Nesta interpretação, a verdade sujeita-se a infinitas versões, no mínimo, tantas quantas sejam as pessoas a analisarem o fato. E o fato será percebido a partir da personalidade e da bagagem de experiências históricas de cada pessoa. A personalidade, por sua vez, constitui-se de algo herdado geneticamente e de valores construídos através das relações interpessoais. A personalidade é um universo com contornos perdidos na vastidão do ser da pessoa, é obra prima e única. Desta forma, a verdade posta em versões, atravessada por peculiaridades da percepção e recheada pelas riquezas das interpretações pessoais, realizadas por personalidades complexas e de alcance infinito, expõem produções criativas das mais sensatas às mais insanas e extravagantes. Mas versões que retratam o fato como ele foi absorvido e entendido, versões da verdade crível e defendida  por seus emissores.

Verdade e mentira. Estive pensando sobre este assunto em várias ocasiões distintas, sempre quando me vi frente às milhares de mentiras circulantes, mentiras impostas goela abaixo, mentiras injustificadas e incompreendidas. Mentiras como vício de uma sociedade deturpada; mentiras como argumentos inconsistentes evocados por pessoas pobres de espírito; mentiras visando vantagem, econômica ou de qualquer outra natureza, frequentemente descortinando graves deformações de caráter de falsos amigos ou dos nossos representantes. Mentiras corroendo valores maiores, mentiras decepando a dignidade humana. Pois, tropeçando em  um montão de mentirinhas, foi quando resolvi escrever.

Pensei. E pensei: defender a verdade já é um exercício complicadíssimo, que nos expõe e nos revela diante de nossas confusões, incoerências e contradições, que nos exige grande arsenal de habilidades, como pensar logicamente, argumentar com inteligência e ponderação, reconsiderar e reconstruir a verdade em versão mais apropriada. Tratar da verdade é algo difícil e exigente, diria inclusive, integralmente desafiante. 

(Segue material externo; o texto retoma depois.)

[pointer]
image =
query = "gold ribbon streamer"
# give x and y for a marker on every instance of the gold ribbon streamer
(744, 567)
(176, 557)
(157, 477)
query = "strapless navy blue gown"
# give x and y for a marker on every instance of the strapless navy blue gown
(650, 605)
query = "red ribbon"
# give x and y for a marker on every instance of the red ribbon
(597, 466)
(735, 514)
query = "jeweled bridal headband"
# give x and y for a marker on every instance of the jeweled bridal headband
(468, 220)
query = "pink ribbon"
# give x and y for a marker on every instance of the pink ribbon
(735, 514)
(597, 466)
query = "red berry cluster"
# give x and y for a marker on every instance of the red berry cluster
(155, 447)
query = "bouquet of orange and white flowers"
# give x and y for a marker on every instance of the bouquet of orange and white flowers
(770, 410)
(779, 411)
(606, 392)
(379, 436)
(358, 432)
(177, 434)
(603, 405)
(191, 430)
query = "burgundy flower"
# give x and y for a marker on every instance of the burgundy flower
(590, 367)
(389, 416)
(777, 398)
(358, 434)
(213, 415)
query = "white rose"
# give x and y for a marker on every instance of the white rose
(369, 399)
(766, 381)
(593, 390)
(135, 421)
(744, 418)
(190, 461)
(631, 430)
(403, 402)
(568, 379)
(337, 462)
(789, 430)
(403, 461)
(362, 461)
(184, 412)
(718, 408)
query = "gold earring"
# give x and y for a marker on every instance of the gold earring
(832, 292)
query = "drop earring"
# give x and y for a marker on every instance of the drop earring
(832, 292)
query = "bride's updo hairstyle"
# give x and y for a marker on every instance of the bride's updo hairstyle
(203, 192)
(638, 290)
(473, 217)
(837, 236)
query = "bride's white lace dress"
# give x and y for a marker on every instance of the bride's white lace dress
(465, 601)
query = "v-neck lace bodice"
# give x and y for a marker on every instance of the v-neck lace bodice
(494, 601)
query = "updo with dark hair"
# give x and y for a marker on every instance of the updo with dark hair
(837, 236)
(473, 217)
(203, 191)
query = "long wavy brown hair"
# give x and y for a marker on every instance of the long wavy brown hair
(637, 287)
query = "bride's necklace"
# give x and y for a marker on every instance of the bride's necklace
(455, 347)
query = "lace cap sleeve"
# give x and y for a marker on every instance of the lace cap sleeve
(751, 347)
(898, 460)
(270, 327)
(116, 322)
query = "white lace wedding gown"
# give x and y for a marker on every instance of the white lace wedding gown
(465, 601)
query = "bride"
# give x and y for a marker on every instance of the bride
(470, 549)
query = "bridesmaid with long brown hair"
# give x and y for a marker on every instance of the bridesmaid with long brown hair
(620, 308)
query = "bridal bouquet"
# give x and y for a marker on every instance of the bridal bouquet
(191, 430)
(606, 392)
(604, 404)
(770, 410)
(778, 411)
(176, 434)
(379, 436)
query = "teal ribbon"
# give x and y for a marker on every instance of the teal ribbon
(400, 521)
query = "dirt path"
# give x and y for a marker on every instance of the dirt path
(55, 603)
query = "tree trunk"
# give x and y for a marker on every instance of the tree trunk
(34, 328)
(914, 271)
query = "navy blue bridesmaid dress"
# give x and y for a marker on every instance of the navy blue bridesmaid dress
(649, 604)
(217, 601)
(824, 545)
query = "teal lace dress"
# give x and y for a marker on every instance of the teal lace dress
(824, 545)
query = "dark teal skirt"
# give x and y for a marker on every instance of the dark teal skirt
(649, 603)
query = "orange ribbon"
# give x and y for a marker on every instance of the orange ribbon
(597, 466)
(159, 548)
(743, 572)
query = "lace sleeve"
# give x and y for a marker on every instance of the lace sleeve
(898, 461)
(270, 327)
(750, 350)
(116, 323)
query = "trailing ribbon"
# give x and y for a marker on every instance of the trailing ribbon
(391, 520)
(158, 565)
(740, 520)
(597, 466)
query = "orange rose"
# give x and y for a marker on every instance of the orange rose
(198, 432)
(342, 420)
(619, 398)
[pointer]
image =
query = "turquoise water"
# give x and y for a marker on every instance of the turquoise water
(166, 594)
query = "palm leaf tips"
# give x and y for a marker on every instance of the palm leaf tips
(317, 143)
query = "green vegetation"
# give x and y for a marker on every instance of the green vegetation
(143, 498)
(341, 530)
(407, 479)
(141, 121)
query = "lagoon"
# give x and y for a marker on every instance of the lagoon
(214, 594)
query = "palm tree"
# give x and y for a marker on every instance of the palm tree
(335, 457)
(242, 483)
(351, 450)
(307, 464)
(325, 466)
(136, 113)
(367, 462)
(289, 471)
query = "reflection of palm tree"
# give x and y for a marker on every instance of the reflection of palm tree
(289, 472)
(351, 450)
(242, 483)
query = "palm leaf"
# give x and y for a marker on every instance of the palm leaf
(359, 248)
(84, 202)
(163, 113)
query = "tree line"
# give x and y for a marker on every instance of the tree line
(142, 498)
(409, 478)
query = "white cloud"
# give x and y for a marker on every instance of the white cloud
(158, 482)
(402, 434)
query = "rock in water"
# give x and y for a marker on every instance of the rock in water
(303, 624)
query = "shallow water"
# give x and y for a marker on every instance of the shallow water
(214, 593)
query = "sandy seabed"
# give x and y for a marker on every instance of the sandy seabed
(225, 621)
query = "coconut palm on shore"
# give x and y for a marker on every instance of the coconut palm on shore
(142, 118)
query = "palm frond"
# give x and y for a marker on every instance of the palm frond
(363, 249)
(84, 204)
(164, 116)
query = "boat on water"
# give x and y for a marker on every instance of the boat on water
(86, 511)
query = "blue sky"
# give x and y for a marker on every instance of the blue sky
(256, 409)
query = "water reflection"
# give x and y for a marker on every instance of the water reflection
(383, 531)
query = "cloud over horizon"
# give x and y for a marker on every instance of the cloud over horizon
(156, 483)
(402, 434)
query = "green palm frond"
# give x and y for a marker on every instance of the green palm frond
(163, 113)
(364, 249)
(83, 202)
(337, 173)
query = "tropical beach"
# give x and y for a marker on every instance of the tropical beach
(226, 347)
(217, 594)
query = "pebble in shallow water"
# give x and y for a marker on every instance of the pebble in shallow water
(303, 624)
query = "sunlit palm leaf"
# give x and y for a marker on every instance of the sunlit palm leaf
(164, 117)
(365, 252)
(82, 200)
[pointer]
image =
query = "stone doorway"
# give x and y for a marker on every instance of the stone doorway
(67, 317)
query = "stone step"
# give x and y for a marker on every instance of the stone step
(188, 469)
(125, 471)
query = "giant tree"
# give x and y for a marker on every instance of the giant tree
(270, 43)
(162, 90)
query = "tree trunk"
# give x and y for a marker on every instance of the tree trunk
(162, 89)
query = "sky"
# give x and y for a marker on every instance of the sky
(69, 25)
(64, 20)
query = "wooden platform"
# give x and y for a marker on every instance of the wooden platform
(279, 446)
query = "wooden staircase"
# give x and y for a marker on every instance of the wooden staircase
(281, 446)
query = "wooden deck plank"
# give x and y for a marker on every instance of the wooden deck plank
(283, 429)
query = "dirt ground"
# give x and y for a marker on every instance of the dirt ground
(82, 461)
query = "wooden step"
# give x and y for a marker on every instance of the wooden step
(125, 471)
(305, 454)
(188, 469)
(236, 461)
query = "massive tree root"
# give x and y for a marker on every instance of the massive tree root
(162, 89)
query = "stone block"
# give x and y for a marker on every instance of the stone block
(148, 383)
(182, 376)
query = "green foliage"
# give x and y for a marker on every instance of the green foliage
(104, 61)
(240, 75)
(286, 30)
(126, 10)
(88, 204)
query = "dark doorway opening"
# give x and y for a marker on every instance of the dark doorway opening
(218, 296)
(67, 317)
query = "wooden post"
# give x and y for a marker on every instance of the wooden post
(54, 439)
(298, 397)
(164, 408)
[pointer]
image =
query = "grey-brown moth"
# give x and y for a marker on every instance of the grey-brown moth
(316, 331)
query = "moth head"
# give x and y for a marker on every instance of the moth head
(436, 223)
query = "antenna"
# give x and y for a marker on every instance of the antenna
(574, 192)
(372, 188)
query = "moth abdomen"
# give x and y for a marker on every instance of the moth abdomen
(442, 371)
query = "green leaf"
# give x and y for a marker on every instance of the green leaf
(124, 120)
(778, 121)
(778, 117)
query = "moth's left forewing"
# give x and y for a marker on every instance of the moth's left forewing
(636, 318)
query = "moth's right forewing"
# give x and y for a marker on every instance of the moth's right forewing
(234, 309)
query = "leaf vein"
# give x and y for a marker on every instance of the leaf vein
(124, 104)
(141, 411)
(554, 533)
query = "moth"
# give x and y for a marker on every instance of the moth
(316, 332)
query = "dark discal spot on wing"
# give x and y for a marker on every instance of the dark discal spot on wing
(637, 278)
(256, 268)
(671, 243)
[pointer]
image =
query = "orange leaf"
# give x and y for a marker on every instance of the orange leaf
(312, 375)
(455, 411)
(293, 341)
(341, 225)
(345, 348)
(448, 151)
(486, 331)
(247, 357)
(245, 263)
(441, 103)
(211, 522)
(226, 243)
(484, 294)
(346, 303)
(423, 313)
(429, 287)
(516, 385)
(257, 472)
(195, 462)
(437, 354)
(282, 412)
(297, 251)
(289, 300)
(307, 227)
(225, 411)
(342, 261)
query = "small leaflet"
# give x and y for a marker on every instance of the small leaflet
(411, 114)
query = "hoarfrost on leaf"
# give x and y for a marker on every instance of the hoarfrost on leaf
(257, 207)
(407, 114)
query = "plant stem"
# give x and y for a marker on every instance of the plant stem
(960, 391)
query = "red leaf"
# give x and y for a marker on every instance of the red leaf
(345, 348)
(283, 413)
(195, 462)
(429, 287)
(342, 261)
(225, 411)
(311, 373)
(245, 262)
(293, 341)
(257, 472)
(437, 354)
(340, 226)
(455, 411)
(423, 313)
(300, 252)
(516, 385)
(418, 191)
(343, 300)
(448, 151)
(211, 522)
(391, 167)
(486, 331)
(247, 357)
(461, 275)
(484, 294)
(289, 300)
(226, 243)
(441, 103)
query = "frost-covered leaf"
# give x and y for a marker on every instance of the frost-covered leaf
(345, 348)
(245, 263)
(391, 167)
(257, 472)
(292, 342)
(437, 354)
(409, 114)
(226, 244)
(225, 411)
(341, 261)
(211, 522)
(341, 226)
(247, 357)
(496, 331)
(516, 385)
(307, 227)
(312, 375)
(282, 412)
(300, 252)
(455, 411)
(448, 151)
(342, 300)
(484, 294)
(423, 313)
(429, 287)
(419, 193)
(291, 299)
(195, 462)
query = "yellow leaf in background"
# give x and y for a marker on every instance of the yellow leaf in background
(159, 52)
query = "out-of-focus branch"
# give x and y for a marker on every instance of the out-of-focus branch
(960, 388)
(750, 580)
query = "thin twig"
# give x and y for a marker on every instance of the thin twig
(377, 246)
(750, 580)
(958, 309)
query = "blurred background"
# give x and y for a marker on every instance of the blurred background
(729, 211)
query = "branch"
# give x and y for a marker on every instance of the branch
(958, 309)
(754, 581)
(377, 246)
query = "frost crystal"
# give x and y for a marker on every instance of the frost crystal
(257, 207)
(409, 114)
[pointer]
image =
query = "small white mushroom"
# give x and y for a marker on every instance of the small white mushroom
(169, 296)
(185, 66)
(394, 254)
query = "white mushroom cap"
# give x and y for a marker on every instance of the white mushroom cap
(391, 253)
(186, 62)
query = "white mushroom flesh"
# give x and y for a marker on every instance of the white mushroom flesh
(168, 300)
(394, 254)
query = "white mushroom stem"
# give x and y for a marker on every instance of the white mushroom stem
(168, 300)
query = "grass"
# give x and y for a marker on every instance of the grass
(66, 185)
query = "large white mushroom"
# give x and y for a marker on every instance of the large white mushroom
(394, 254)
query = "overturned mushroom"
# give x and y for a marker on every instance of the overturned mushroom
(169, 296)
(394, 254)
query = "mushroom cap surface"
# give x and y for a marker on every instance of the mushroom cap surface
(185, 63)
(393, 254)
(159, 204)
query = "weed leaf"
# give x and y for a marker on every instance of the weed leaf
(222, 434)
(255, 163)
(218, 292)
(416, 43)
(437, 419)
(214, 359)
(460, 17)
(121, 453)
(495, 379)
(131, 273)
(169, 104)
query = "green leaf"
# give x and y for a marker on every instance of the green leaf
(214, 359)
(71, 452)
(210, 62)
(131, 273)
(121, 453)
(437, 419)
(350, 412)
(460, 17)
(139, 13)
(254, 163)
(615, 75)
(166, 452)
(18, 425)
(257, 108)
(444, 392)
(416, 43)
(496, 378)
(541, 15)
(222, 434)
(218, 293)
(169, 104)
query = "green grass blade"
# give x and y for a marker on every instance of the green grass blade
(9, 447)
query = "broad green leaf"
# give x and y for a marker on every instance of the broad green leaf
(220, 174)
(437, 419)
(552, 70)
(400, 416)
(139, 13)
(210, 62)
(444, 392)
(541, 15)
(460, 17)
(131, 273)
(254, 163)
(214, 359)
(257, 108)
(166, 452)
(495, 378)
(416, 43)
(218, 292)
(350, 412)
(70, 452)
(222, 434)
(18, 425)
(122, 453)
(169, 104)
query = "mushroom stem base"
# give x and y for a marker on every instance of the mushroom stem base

         A verdade não existe como fato, apenas como produção pessoal. E, por isso mesmo, já é uma loucura lidarmos somente com a verdade, por que ainda ter de dar conta da mentira?

Não tolero a mentira, não administro a mentira, não aceito os argumentos que se arrojam a justificar a mentira. Eu não acolho o mentiroso. Mas,  em contrapartida, aceito todas as verdades, por mais malucas que elas pareçam ser. O dono da sua própria verdade tem crédito comigo.